CUDA debug giving unexpected results on 7.5 but expected ones on 6.1

Hi everyone,

I have a relatively complex application which runs entirely on CUDA. Today, in the middle of the development of a new feature, I used the -g and -G modes to debug the application on my RTX 2060 (sm and cc=7.5). When I ran the code on this mode though, I received an unexpected output, which at first glance seems to be caused by a slight disordering in some of the threads. I did not dive into this more deeply as that would be very time consuming.

However, I noticed that running the code with no debug mode, or even with both debug modes but compiled on 6.1 mode would give me the expected results.

Did any of you have any problems with the debug engine on Turing architectures when setting the compute and sm to 7.5?
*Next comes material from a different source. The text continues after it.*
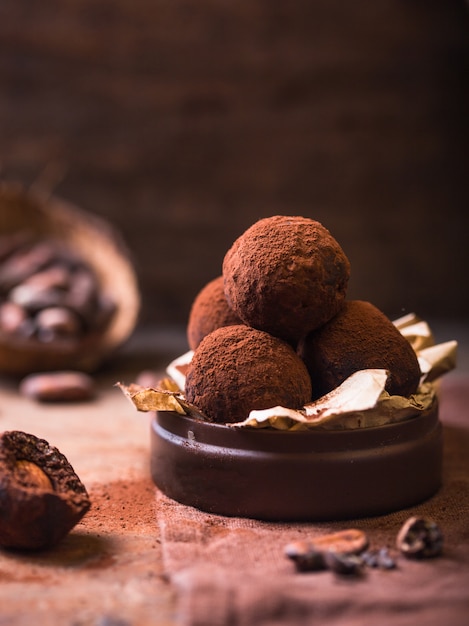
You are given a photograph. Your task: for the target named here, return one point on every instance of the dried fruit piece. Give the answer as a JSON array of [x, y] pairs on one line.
[[420, 538], [58, 387], [41, 497]]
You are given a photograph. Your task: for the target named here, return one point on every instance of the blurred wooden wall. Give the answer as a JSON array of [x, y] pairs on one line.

Best regards and thanks so much for your time!

Without code to look at it’s impossible to know. But a guess is intra-warp thread synchronization, a.k.a. “implicit warp-synchronous programming”. There’s a discussion here. Section “Implicit Warp-Synchronous Programming is Unsafe” might be relevant.

Yeah I’m aware of the intra-warp thread synchronization. Point is, with no debug enabled, it works fine as I adapted the code to be synchronous-aware. However, for some reason, when I enable the debug mode with architecture 7.5 it does not give the expected output. I know that without a code it is impossible to know what is exactly happenning, but I don’t know how to make a minimal test unit to prove this problem. I was just wondering if anyone else experienced something similar to this before debugging my code to find the problem, just in case it is a cuda bug.

Thanks in advance for taking time to answer dlevi!

I’ve experienced cases where debug mode computes answers differently than release mode. Usually, it’s the case that there’s an issue, but it’s not being triggered in release mode.

Have you tested your code with cuda-memcheck?

If yes, did you test with all tools?

  1. cuda-memcheck --tool <racecheck/initcheck/synccheck/memcheck>
  2. cuda-memcheck --leak-check full


Sorry for taking so long to answer your post (a month!), I’ve been busy with other projects and could not come back. I did test it with cuda-memcheck. I use Visual Studio to test my application and debug it, and as so I don’t know if I can use racecheck, initcheck or synccheck, or if those are used when specifying “enable cuda memory checker”.

I will come back if I get further results, thank you so much for your time :)